A proactive approach to maintenance in inclement weather is always recommended. We recommend a written policy that is communicated to all staff, and reiterated in the event of an weather event. This plan should include both mandatory and recommended strategies, which may include the following:
- Communicate with patrons as appropriate to convey potential impacts as well as recommendations for when and how to safely park.
- Do not pile snow on top of the garage. If snow is piled, it can exceed the live load capacity of the structure. This will create potential structural failure, or even collapse. Contact us to verify the acceptable depth of snow within your facility.
- Use a portable snow melt, or haul the snow out of the garage. Dumping the snow over the side of the garage is acceptable when done safely. However, be sure to make provisions to prevent snow from falling into the garage. Additionally, it is important to fence the dumping zone, as well as provide signage to notify pedestrians of potential falling snow.
- If using a snowplow, with a heavy rubber cutting edge attached to the bottom, or with shoes designed to keep the steel blade from contacting the concrete floor surface. Keep the steel blade one-half inch above the floor surface to avoid damage to concrete, expansion joint systems, joint sealants and traffic topping systems. Plowing should be done away from joints, not across them.
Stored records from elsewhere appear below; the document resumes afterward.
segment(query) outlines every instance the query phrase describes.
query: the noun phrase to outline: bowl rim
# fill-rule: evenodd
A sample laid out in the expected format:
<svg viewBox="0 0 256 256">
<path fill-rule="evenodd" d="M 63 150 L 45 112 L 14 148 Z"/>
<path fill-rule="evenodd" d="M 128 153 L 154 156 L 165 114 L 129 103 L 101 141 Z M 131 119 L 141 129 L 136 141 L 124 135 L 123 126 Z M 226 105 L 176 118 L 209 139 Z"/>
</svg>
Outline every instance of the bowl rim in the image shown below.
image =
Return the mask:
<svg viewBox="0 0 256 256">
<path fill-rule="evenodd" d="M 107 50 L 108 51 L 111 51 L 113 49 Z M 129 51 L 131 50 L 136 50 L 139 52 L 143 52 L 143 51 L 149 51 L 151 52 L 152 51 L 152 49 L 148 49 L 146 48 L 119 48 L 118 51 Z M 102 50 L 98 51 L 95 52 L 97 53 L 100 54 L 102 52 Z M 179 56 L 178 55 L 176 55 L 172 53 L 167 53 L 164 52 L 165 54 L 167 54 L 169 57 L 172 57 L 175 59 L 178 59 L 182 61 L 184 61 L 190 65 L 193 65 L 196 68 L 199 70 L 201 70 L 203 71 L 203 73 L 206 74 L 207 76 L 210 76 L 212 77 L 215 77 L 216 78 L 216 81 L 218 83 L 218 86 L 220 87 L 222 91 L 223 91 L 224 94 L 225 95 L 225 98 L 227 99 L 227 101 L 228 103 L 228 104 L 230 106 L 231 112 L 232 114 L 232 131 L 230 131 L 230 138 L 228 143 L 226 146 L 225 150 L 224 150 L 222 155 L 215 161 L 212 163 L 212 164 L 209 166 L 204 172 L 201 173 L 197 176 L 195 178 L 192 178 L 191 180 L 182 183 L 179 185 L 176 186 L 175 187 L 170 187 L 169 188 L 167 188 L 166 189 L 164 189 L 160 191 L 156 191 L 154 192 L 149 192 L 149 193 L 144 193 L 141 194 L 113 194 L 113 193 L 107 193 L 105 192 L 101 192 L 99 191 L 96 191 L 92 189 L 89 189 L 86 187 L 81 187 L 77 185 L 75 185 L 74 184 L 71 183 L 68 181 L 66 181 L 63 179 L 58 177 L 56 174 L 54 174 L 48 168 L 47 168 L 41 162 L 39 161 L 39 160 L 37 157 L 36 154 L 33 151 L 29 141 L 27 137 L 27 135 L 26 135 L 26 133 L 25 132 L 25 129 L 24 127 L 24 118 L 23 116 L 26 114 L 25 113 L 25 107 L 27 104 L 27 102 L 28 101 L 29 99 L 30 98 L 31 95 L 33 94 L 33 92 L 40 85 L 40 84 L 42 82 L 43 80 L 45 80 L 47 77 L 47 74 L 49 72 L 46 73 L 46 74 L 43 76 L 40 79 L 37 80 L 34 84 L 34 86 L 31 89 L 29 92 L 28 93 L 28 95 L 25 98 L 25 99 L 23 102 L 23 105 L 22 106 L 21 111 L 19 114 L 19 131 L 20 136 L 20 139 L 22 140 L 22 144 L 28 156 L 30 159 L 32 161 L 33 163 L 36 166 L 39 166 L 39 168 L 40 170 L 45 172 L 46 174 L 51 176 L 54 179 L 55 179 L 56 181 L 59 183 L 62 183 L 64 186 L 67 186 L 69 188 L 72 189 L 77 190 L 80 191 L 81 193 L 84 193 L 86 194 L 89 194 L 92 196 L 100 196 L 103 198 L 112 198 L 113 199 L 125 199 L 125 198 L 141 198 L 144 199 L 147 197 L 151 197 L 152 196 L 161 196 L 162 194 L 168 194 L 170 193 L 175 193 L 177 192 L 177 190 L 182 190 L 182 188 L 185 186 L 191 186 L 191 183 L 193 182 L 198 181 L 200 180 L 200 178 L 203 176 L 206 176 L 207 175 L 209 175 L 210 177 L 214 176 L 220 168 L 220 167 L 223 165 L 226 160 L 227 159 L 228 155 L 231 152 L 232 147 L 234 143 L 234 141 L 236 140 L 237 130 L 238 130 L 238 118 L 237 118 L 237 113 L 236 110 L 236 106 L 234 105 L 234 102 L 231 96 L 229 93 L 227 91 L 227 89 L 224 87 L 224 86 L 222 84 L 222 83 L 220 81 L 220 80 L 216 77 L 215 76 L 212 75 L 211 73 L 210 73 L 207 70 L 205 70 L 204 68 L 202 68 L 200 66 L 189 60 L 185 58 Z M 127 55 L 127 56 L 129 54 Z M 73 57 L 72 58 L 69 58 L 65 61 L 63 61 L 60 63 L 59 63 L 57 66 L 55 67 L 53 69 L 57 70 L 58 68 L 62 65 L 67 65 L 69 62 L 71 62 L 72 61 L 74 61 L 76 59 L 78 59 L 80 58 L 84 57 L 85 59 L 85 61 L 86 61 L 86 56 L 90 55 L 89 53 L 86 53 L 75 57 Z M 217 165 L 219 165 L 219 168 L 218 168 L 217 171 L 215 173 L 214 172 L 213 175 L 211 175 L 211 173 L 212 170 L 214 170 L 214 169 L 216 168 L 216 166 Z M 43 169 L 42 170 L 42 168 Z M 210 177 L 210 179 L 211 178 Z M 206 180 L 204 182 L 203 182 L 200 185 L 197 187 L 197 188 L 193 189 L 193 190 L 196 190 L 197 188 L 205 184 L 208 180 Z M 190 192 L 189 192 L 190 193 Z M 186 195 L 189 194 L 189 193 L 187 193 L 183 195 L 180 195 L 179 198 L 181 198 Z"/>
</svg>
- The snow removal contractor must be aware of the locations of expansion joints and curbs. This can be achieved by adding signage and flexible bollards that will notify the snow plow driver of the locations of expansion joints and curbs. The plow should be raised at the expansion joints to prevent damage.
- Off-peak snow removal operation may be required to deal with heavy snowfalls effectively and safely.
- Prohibit vehicles with studded snow tires and tire chains, as these can cause damage to concrete, expansion joint systems, and traffic looping systems.
- Continually evaluate entry/exit lanes and the top level, as they are vulnerable to icing when water drains from sun-warmed surfaces into shaded areas. Standing water in these areas can create slip-and-fall hazards, as well as contribute to deterioration of concrete.